December 2024
IEEE Transactions on Aerospace and Electronic Systems
Wireless networks consisting of low SWaP (size, weight, and power), fixed-wing UAVs (unmanned aerial vehicles) are used in many applications, such as search, monitoring and information gathering of inaccessible areas, in which UAVs sense within an area and forward the information, in a multihop manner, to an aerial base station (BS). Robustly performing these tasks requires the UAV network to be decentralized, autonomous, and scalable. An important tradeoff is between area coverage and connectivity: fast area coverage is needed to quickly identify objects of interest, while connectivity must be maintained for coordination and to transmit sensed information to the BS in real time. These factors must be balanced by the mobility model, which for each UAV has access only to locally available information.
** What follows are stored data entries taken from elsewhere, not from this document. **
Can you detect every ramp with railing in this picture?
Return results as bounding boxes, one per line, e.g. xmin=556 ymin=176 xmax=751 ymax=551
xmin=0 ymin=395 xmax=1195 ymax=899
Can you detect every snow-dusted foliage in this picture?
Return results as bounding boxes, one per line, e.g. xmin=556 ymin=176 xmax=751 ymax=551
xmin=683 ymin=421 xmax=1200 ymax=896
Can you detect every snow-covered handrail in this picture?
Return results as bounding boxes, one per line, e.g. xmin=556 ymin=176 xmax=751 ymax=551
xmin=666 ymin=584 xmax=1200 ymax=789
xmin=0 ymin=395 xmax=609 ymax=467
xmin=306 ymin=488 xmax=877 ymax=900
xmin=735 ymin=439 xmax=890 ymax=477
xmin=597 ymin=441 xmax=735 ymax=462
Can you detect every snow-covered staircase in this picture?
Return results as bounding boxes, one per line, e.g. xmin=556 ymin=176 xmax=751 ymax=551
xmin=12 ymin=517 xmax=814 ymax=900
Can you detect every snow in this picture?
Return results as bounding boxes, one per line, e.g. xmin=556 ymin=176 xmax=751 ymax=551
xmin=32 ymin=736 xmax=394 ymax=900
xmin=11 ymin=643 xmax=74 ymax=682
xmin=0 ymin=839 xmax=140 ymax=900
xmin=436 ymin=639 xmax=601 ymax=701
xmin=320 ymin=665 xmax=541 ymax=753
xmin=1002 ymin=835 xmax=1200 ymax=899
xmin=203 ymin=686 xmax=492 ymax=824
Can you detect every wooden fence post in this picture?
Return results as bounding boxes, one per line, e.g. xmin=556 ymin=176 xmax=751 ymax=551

While [1], [2] attempt to balance these factors using flocking behavior, this only encourages the UAVs to spread, rather than using knowledge of what areas have already been covered. In this paper, we develop a neighborhood- and BS-connectivity aware distributed pheromone mobility model, called BS-CAP, to autonomously coordinate the UAV movements in a decentralized network. By using a pheromone map, we directly incorporate recent coverage information for the area. We then extend our approach to a deep Q-learning policy variant, called BSCAPDQN, to further tune and improve the balance between coverage and connectivity. These mobility models are fully distributed and rely only on information from neighboring UAVs. Our simulations demonstrate that both models achieve efficient area coverage and improved connectivity (both locally and to the BS), providing significant improvements over existing approaches.